Monitors on duty are equipped with a portable two-way radio to ensure contact with Campus Safety personnel, as well as a telephone for additional communication providing the ability to call EMS assistance if needed.
There are two ways to participate in H.O.P.E.:
Self-Admit- The intoxicated student (or friend/roommate) contacts Campus Safety and requests a monitor. Individuals requesting services for an intoxicated friend/roommate must be present when Campus Safety responds to be considered a “self-admit”. Incidents involving anonymous callers or the absence of the friend/roommate caller when Campus Safety arrives will result in the intoxicated individual being processed as a Faculty/Staff Referral.
*Faculty/Staff Referral- a faculty/staff person recognizes that a student is under the influence of alcohol and offers him/her the HOPE option and explains the alternate services.
*Students utilizing H.O.P.E. services are never penalized for participating in the program. However, an incident report concerning the behavior that lead to the admission will be generated and forwarded to Citizenship Education for students who enter the program as Faculty/Staff Referrals.
Individuals not eligible for the H.O.P.E. program are:
- Verbally or physically abusive;
- Request an alternate service (*police custody);
- It is determined that the student is significantly intoxicated with a BrAC equal to or greater than .25 or it is felt that the student is in need of emergency medical care either due to the alcohol intoxication or related injuries, then New London Dispatch will be called and the intoxicated student will be transported to the New London Hospital emergency room for further evaluation.
*The arresting police officer will determine the charge(s) if any per his/her protocols. These range greatly and may or may not include arrest, criminal charges, fines and county jail.

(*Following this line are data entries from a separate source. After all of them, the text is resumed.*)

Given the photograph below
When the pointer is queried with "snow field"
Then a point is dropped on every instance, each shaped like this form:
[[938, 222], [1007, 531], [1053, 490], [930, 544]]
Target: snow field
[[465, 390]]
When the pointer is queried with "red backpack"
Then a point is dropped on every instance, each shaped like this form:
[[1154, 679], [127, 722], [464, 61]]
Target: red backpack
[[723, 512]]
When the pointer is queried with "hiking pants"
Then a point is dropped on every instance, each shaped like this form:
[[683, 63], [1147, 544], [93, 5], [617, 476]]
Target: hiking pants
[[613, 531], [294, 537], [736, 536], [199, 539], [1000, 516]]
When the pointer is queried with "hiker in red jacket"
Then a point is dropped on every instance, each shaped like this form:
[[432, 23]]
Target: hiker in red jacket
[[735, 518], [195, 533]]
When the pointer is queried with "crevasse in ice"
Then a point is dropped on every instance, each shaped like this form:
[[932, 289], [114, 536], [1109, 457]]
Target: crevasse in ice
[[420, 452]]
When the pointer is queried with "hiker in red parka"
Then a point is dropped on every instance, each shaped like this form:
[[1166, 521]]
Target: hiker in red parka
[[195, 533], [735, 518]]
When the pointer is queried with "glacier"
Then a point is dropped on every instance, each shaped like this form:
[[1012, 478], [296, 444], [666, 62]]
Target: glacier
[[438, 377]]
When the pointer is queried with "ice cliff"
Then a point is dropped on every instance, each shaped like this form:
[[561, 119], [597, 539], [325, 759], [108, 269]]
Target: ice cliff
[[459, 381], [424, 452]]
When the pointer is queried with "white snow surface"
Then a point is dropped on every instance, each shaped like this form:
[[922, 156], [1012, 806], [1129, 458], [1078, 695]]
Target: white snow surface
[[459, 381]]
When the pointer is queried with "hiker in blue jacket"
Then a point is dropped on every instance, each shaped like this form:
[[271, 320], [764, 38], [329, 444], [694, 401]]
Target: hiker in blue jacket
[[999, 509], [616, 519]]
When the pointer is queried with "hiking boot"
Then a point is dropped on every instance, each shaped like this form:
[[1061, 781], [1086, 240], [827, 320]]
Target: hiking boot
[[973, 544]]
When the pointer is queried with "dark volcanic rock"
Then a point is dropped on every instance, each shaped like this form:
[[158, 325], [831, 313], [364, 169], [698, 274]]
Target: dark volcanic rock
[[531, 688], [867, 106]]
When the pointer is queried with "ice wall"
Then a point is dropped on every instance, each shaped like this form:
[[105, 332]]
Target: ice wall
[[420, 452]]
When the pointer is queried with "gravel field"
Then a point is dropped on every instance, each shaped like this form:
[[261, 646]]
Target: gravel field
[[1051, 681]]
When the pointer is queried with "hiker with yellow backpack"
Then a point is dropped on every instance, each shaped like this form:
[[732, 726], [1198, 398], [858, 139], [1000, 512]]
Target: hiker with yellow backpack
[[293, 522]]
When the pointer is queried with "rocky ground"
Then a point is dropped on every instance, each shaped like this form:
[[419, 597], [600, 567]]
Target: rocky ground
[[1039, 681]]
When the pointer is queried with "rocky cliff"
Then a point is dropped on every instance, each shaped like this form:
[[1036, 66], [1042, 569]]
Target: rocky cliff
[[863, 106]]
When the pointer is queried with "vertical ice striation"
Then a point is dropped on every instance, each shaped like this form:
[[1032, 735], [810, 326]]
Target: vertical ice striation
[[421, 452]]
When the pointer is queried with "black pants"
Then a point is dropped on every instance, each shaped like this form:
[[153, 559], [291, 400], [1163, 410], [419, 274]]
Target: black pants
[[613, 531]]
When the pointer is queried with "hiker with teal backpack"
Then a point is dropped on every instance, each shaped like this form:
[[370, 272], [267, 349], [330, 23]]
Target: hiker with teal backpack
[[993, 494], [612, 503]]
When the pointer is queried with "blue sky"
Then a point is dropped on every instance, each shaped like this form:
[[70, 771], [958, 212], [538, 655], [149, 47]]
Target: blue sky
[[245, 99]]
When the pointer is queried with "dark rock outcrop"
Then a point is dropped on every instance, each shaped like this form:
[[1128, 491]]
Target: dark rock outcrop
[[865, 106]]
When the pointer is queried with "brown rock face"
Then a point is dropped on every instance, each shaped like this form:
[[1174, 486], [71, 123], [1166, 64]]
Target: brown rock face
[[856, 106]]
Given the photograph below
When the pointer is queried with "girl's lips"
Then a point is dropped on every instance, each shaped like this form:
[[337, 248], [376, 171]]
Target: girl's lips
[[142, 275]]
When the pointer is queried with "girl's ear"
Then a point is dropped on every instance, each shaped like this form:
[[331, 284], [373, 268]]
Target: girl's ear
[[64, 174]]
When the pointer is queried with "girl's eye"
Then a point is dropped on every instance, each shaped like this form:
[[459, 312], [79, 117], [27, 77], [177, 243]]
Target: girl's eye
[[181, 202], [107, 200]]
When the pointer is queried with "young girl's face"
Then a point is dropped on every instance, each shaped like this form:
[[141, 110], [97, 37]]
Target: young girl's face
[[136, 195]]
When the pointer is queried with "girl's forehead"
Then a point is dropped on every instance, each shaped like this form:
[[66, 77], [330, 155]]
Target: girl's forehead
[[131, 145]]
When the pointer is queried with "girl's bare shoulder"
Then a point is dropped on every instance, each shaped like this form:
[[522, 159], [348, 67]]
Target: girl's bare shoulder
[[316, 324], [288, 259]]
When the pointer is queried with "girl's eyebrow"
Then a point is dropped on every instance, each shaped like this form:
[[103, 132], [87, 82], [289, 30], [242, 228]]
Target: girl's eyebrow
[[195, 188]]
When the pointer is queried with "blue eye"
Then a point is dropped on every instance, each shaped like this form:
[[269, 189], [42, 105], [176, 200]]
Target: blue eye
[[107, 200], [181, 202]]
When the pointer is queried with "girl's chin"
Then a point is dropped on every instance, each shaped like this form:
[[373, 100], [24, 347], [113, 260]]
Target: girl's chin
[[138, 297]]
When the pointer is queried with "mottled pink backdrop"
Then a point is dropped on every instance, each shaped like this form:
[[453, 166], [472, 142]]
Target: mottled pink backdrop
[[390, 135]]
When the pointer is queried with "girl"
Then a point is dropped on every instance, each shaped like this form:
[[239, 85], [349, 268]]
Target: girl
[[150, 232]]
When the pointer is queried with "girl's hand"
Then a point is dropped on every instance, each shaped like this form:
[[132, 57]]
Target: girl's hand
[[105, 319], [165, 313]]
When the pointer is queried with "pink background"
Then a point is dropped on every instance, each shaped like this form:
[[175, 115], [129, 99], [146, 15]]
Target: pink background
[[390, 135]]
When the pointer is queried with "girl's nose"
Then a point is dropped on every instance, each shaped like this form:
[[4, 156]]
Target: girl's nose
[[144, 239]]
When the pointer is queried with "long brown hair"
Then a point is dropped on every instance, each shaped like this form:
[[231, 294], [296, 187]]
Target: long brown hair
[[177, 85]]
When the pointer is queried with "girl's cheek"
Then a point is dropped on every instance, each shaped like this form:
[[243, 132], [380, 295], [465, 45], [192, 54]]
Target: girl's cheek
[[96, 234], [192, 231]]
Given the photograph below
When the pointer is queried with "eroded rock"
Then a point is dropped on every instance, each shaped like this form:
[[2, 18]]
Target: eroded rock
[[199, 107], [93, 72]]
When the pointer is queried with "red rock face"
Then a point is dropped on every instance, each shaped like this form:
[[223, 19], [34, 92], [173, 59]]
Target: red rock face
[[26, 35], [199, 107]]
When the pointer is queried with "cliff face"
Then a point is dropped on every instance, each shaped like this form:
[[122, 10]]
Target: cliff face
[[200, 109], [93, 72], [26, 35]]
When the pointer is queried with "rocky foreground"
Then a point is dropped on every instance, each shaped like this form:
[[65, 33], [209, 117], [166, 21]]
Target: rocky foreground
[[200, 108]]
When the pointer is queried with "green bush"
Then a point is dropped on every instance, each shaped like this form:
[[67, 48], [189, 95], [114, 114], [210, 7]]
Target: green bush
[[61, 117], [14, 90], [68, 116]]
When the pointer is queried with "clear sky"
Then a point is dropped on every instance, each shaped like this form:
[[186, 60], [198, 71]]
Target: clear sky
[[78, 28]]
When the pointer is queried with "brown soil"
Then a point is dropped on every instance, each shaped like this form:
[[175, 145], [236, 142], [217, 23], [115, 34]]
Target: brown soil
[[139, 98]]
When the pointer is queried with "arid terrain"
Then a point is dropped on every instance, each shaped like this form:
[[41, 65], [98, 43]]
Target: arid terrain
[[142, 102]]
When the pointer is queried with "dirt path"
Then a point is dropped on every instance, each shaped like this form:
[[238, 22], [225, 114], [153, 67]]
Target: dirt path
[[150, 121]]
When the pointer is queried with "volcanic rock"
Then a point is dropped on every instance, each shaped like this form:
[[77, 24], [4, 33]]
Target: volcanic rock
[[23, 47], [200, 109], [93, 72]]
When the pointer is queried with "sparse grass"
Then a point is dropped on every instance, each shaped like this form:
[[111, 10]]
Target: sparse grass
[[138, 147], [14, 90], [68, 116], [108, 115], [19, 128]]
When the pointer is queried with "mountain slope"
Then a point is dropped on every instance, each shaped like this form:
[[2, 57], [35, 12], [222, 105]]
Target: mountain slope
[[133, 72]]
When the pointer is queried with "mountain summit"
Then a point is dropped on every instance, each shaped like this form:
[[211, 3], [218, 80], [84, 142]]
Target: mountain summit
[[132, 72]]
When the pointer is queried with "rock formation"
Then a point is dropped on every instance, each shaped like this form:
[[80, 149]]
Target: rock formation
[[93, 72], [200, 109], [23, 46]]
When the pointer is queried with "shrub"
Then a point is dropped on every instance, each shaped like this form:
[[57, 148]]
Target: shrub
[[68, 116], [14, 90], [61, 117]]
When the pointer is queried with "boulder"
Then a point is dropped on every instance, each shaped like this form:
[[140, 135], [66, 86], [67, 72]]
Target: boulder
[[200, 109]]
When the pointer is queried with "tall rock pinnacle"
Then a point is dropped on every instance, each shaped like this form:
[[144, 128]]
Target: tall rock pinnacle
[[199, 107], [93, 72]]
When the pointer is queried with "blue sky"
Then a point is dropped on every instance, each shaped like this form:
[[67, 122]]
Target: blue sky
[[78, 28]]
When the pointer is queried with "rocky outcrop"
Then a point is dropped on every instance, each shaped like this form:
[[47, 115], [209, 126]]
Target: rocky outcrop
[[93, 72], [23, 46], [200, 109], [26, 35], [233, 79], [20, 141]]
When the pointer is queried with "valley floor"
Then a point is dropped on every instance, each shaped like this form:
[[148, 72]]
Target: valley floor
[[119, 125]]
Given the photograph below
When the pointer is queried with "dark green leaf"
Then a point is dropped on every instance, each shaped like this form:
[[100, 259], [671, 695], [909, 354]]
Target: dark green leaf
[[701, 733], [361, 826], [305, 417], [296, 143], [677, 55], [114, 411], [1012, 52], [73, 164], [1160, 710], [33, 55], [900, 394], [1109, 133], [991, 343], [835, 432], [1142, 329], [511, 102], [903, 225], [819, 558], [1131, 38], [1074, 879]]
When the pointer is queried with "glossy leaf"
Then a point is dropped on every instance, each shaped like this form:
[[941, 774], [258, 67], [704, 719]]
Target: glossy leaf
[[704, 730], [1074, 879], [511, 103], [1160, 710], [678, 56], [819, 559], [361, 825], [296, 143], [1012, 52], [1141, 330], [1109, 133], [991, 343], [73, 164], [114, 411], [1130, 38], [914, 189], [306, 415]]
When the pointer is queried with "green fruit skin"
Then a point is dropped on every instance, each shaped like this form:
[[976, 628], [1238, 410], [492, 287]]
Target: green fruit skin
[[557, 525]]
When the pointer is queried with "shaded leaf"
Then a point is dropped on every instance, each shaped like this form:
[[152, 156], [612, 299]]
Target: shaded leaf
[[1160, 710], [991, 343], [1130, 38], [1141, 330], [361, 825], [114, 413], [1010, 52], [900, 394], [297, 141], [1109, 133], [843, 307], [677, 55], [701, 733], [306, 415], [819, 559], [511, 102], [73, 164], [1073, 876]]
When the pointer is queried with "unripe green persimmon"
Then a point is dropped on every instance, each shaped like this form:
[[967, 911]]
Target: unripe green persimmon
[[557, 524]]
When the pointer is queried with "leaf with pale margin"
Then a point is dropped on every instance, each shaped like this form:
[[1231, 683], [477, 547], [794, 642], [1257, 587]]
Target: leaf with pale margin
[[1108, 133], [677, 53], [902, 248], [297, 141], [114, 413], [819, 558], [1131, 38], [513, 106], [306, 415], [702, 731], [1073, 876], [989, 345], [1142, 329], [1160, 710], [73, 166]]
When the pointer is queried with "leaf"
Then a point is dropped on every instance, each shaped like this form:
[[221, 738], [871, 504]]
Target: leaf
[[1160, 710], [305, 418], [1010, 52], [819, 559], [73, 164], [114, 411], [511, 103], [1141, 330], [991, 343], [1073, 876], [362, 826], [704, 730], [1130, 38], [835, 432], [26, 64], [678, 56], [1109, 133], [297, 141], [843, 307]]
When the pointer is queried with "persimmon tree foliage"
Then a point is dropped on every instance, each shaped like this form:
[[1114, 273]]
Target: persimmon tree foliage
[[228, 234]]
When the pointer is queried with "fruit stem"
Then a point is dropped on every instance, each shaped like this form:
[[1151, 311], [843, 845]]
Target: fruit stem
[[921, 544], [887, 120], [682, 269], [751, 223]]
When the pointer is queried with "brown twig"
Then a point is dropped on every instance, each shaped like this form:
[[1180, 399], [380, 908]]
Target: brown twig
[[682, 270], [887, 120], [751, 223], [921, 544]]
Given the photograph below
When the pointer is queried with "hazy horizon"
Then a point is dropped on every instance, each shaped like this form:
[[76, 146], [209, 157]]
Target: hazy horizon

All medical information obtained in this program is kept private. Student name, state of intoxication, or other student documentation is only released to Emergency Medical Service personnel when ambulance support has been called and Baird Health and Counseling Center where the records are maintained.
H.O.P.E. services are available to CSC students while classes are in session during the regular academic year. However services ARE NOT available during Thanksgiving and Spring Breaks, between terms, and during the summer. During the times when H.O.P.E. is not available Campus Safety will determine the appropriate action to be taken which could include contacting emergency medical services and/or the New London Police.
H.O.P.E Program Participation Agreement:
By participating in the H.O.P.E Program at Colby-Sawyer College I understand that:
The consumption of alcohol and other drugs could negatively impact my health and safety. My participation in the H.O.P.E. Program does not guarantee my safety, the prevention of further medical complications and/or death.
H.O.P.E. Monitors are student employees and are NOT medically trained.
Participation in the H.O.P.E Program is voluntary and I can leave the facility at any time. If I choose to leave the H.O.P.E. facility I understand the New London Police Department may be contacted.
By participating in the H.O.P.E. Program, a Colby-Sawyer student waives any liability claim against the College or those administering the program, on account of any actions taken and further waives any claim that alternate medical treatment should have been provided to the student.